Mali Islamists take strategic town of Douentza

Fighters of the Islamist Movement for Unity and Jihad pose an abandoned Malian army tank in the northern town of Gao on 8 August 2012 (file picture)
Image caption Militant Islamists in northern Mali are accused of committing war crimes

Militant Islamist rebels have seized the strategic central Malian town of Douentza, extending the area they control in the north of the country.

Witnesses said fighters of the Movement for Unity and Jihad group took the town after a brief stand-off with the local self-defence militia.

The move brings the militants closer to the government-held south-west.

The militants overran all of northern Mali after a military coup threw the country into turmoil in March.

Residents of Douentza, about 800km (500 miles) north-east of the capital Bamako, said a convoy of pick-up vehicles carrying bearded men entered the town early on Saturday.

Islamist leader Oumar Ould Hamaha told the Associated Press news agency that the attackers had encircled the town and asked the local militiamen to surrender.

"They tried to make phone calls to ask for reinforcements, but when they saw that no-one was coming to help them they laid down their arms," he said.

Residents said some of the militia's members had fled, while others were now were being held by the Islamists.

Regional fears

Together with secularist Tuareg rebels, the Islamists rapidly overran the northern half of Mali after the March coup, but have since ended the alliance and are now largely in sole control of the area.

They have been accused of war crimes and attempting to impose a literal interpretation of Islamic Sharia law, prompting fears the region could become a regional hub for al-Qaeda-linked militancy.

Islamist fighters in the historic city of Timbuktu have demolished several Sufi shrines and mosques - regarded as idolatrous by the hard-liners - prompting international fears for the future of the Unesco world heritage site.

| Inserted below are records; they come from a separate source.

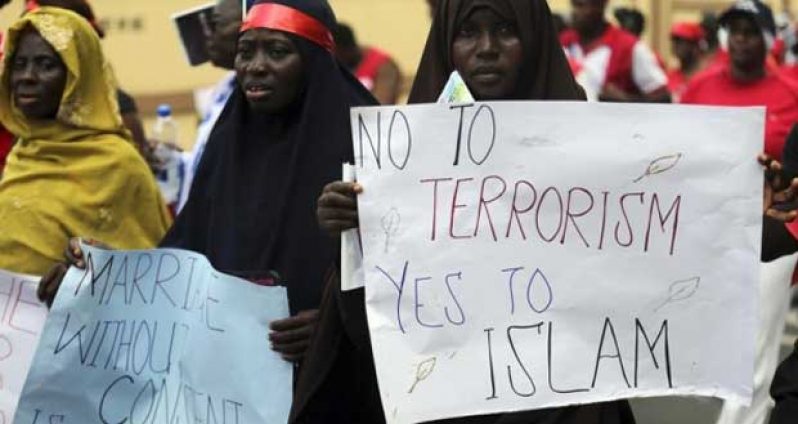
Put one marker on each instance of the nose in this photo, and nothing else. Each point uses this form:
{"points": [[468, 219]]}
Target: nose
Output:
{"points": [[259, 64], [487, 45], [26, 74]]}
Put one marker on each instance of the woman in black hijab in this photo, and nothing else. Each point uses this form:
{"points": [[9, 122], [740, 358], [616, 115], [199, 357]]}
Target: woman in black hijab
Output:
{"points": [[504, 49], [282, 136]]}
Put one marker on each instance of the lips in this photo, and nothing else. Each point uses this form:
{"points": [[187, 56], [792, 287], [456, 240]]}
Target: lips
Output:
{"points": [[255, 91], [25, 98], [487, 75]]}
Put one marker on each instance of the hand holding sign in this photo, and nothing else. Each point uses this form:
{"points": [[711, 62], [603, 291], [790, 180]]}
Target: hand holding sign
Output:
{"points": [[337, 207], [780, 192]]}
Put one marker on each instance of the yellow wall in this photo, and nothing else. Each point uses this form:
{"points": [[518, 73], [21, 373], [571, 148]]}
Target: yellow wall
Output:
{"points": [[147, 56]]}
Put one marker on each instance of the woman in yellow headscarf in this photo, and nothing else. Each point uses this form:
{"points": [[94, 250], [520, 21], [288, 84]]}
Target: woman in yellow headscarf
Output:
{"points": [[73, 171]]}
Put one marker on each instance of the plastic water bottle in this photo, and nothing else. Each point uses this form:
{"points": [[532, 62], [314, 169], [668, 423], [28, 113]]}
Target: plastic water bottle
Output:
{"points": [[169, 167]]}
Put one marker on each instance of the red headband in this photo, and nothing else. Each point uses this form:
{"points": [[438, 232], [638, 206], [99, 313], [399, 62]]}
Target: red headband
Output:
{"points": [[283, 18]]}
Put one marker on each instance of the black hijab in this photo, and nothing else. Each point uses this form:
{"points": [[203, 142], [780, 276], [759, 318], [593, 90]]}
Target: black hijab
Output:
{"points": [[545, 73], [252, 206]]}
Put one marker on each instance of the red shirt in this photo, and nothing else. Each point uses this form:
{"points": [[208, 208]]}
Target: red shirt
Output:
{"points": [[616, 57], [6, 142], [778, 94], [677, 83], [369, 67]]}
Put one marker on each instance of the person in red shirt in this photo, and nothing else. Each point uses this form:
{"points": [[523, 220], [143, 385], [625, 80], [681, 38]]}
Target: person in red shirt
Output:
{"points": [[746, 80], [610, 63], [687, 39], [374, 68], [6, 139]]}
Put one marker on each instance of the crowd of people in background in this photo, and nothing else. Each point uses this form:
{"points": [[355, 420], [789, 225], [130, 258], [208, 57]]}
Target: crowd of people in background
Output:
{"points": [[75, 160]]}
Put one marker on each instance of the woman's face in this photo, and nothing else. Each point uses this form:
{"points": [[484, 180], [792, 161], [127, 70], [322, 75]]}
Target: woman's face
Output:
{"points": [[269, 70], [488, 53], [38, 77]]}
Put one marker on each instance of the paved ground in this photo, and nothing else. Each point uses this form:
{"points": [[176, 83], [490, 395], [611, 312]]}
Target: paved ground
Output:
{"points": [[701, 411]]}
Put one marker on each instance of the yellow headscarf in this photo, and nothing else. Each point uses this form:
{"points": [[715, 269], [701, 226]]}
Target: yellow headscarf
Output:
{"points": [[77, 175]]}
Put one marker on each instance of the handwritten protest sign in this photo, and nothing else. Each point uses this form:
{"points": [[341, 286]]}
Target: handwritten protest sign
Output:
{"points": [[22, 317], [529, 255], [157, 337]]}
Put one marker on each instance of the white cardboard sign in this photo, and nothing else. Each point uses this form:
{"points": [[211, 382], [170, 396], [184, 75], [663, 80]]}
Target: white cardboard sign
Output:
{"points": [[523, 255]]}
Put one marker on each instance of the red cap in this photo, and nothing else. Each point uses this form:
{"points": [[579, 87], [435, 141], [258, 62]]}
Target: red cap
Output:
{"points": [[690, 31], [287, 19]]}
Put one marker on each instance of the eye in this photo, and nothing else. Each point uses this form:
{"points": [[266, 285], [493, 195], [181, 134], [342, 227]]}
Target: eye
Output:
{"points": [[506, 30], [245, 50], [48, 64], [18, 64], [279, 50], [467, 30]]}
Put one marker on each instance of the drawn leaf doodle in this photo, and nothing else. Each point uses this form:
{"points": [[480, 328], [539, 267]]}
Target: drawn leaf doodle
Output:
{"points": [[423, 372], [390, 225], [681, 290], [661, 165]]}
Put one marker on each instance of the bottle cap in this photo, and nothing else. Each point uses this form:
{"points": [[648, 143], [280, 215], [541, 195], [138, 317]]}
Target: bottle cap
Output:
{"points": [[164, 110]]}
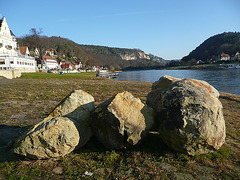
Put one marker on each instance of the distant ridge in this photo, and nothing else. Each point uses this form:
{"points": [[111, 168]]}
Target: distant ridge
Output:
{"points": [[97, 55], [227, 42]]}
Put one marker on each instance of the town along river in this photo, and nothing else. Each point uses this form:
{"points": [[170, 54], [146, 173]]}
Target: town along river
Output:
{"points": [[224, 80]]}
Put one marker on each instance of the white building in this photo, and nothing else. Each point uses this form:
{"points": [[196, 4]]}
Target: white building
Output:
{"points": [[10, 57]]}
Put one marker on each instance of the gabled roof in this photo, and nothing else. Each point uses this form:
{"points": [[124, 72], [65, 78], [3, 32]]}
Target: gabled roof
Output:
{"points": [[23, 50], [46, 57], [2, 21], [225, 55]]}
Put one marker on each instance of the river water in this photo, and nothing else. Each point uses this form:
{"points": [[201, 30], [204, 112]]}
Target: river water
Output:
{"points": [[227, 80]]}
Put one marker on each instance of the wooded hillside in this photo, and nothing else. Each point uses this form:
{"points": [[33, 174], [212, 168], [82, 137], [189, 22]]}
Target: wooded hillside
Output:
{"points": [[90, 54], [213, 47]]}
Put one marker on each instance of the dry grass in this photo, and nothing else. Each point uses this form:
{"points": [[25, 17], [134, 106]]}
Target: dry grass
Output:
{"points": [[26, 101]]}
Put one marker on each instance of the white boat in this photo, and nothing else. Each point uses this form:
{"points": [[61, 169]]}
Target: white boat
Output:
{"points": [[234, 66]]}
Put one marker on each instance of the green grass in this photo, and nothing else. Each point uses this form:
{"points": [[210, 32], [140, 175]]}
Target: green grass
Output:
{"points": [[41, 75]]}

Under regional pressure, the coup leaders in Bamako have since handed over power to a series of shaky civilian governments, but stability remains elusive.

A new unity government formed late in August promised to spearhead initiatives to end the instability in the north.

The regional body Ecowas wants to send 3,000 troops to Mali to help restore order.

In August, Nigerian President Goodluck Jonathan warned that a military intervention in northern Mali was inevitable if talks with the Islamists fail.